Longitudinal analysis demonstrates a decrease in miR levels prior to a diagnosis of PTLD. (A) Schematic diagram of the pairing of PTLD+ (n = 13) and control (n = 13) subjects by matching organ and time of sample collection post-transplant. In both PTLD and control groups, the timeline in black represents the number of days post-transplant.

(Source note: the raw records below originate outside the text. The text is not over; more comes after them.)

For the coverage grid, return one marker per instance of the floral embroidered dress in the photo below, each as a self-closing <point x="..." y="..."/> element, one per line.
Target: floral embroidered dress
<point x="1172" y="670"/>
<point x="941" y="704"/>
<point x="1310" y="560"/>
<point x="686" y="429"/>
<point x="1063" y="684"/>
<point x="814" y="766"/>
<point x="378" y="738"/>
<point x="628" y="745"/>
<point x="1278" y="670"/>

In the PTLD group, the timeline in blue represents the number of days prior to PTLD diagnosis, indicated by Day 0. In the PTLD+ group, the last samples were collected between 0-60 days prior to PTLD diagnosis. (B) Concentrations of miR-17, miR-19, miR-106a, miR-155 and miR-194 were measured by qPCR in plasma samples collected at three timepoints post-transplant with the last sample collected within 0-60 days prior to PTLD diagnosis (n = 5). (C) Concentrations of miR-17, miR-19, miR-106a, miR-155 and miR-194 were measured by qPCR in plasma samples collected post-transplant from control patients (n = 5) at timepoints matched with paired PTLD+ subjects.

Figure 3

miRs are localized to EVs in plasma. (A) Schematic diagram of the workflow for the isolation of EVs from plasma and qPCR analysis of EV-derived miRNA from PTLD (n = 18) and control (n = 36) pediatric SOT recipients (B) Characterization of vesicles size and concentration of EVs in EV pellets isolated from plasma fraction by nanoparticle tracking analysis. (C) Concentrations of miR-17, miR-19, miR-106a, miR-155 and miR-194 were measured by qPCR in EVs and EV-depleted plasma samples. Black bars represent the fraction of EV-derived miRNAs in whole plasma. Gray bars represent the fraction of miRNAs derived from EV-depleted plasma.

Figure 4

Decreased levels of miRs are detected in the extracellular vesicles of PTLD+ pediatric transplant recipients as compared to controls. Concentrations of miR-17, miR-19, miR-106a, miR-155 and miR-194 were measured by qPCR in isolated EVs from PTLD+ (n = 18) and control (n = 36) patients. PTLD+ vs controls, miR-19, p = 0.029; miR-106a, p = 0.007 by Mann-Whitney test. Monomorphic/polymorphic PTLD vs. control, miR-17, p = 0.0387; miR-19, p = 0.044; miR-106a, p = 0.0091 by Kruskal-Wallis test and Dunn’s multiple comparison test.